Vazquez criticized what he described as the neglect of poorer central neighborhoods under Pulido’s leadership, where potholes go unfilled for years while they get fixed “right away” in wealthier areas of the city.

“We need to make sure people feel safe in every neighborhood, not just where Mr. Pulido lives,” Vazquez said, referring to the mayor’s home in what is considered the Santa Ana’s wealthiest neighborhood, Floral Park.

Pulido responded that the city is transparent about its spending, through the budget that’s posted online. But the budget does not break down spending by neighborhood or region of the city.

The mayor also said that 271 city streets have been paved through a bond measure that he helped push through a few years ago, but didn’t address where the street paving took place.

“I think with a lot of hard work and a strong vision, we’re gonna continue to get things done here in the city,” Pulido said.

The mayoral debate followed a forum in which eleven City Council candidates participated.

Council candidates generally fell into camps that placed a stronger emphasis on more police spending and enforcement, or more investments in youth programs and affordable housing.

“Our police force is stretched to the max. You guys know if you call the police, if it’s not an emergency situation, you’re lucky if you get a response in three to four hours,” said Ward 1 candidate Jessica Cha.

Other candidates who emphasized more police enforcement were Juan Villegas, Joshua Mauras, and Shane Ramon Barrows. Candidate Jose Solorio is supported by the city’s police union, as are Cha, Villegas, and Pulido.

Councilman Roman Reyna, who’s running for re-election in Ward 5, was among those who focused on more youth investments. “If we don’t provide them positive opportunities, we’re gonna reap the [consequences] of their negative behavior”, Reyna said.

Others who emphasized youth investment were Sarmiento, Ana Urzua-Alcaraz, David De Leon, Patrick Yrarrazaval-Correa.

At a couple moments during the forum, Ward 3 candidate Juve Pinedo drew groans from the audience with comments on homelessness and Latinos.

Pinedo, a commercial real estate broker, said he had a client willing to ship old food from another county to Santa Ana to feed homeless people. “We can feed the homeless with that trash,” Pinedo said, prompting grumbles from attendees.

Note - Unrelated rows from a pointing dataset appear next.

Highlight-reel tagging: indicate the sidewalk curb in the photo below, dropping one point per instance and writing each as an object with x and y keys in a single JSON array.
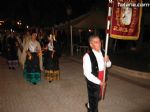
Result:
[
  {"x": 122, "y": 71},
  {"x": 129, "y": 72}
]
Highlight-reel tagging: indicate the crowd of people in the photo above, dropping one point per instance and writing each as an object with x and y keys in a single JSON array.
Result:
[{"x": 35, "y": 52}]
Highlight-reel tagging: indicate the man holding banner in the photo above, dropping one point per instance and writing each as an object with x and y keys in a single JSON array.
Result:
[{"x": 93, "y": 68}]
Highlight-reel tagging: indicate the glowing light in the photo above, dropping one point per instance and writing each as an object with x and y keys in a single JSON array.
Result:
[{"x": 90, "y": 30}]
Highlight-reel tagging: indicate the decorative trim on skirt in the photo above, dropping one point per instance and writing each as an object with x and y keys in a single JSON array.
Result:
[{"x": 51, "y": 75}]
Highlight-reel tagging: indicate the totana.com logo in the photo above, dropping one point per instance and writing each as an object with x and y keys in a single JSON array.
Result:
[{"x": 133, "y": 4}]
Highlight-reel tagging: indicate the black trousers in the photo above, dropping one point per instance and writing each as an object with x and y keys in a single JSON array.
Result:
[{"x": 93, "y": 96}]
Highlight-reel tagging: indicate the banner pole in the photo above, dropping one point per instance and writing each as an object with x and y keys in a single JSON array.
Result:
[{"x": 106, "y": 43}]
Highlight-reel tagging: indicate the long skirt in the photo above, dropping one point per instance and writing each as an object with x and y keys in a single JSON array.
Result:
[
  {"x": 12, "y": 58},
  {"x": 51, "y": 65},
  {"x": 32, "y": 69}
]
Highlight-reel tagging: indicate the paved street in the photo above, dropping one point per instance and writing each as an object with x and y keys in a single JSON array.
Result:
[{"x": 67, "y": 95}]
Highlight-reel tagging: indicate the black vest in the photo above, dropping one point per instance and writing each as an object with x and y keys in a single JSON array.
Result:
[{"x": 94, "y": 63}]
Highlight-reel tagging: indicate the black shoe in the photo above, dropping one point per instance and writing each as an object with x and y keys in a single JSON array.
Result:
[
  {"x": 34, "y": 83},
  {"x": 88, "y": 109}
]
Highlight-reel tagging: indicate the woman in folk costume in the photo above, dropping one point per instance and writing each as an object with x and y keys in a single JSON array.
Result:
[
  {"x": 93, "y": 68},
  {"x": 51, "y": 60},
  {"x": 32, "y": 60},
  {"x": 12, "y": 48}
]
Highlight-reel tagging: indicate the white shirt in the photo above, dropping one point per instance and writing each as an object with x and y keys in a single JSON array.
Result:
[{"x": 87, "y": 69}]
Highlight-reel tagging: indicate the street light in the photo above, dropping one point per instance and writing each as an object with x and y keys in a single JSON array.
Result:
[{"x": 69, "y": 12}]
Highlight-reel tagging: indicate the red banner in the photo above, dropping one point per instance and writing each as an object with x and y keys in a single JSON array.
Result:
[{"x": 126, "y": 19}]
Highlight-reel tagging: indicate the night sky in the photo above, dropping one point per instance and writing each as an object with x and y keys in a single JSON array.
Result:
[{"x": 44, "y": 12}]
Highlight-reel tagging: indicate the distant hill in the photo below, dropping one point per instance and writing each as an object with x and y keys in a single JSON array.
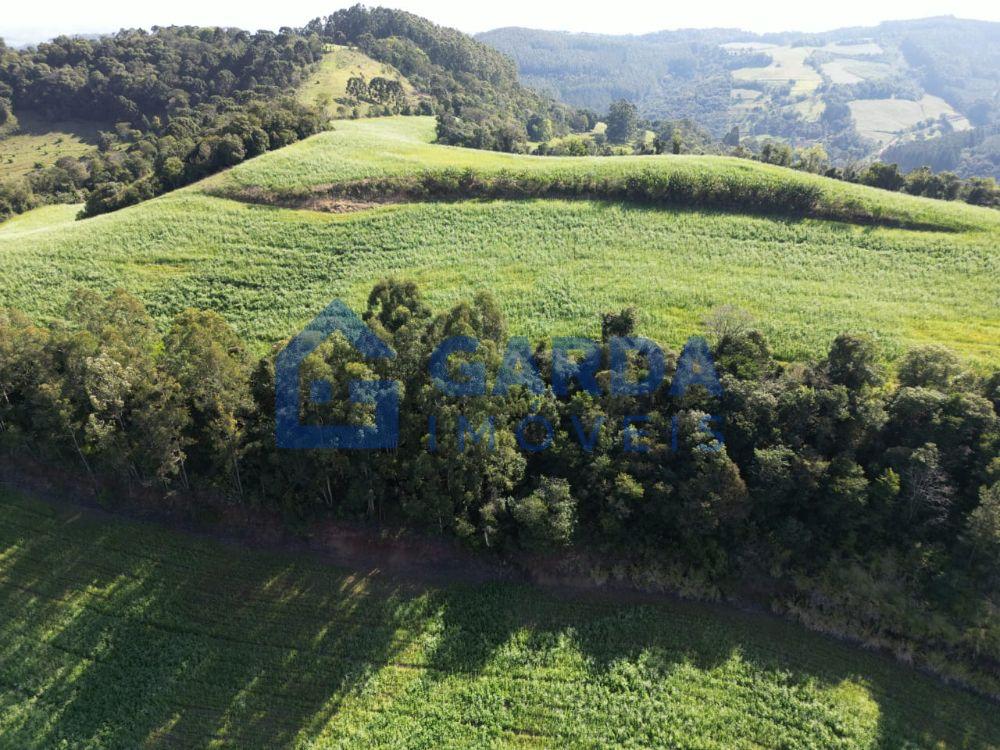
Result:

He later remarked that “the Hispanics” who have come to Santa Ana over the past few years don’t respect this country like those who came in the 1970s and 80s. Some in the audience booed.

The two candidates who spoke next – Urzua-Alcaraz and Solorio, both running for the same Ward 3 seat – were quick to make clear that they appreciate all residents, regardless of when they arrived.

“I want to thank all of you, longtime residents, recently-arrived,” said Urzua-Alcaraz, calling all residents “dignified people.”

“I’m proud of all the immigrants that have come to Santa Ana,” said Solorio.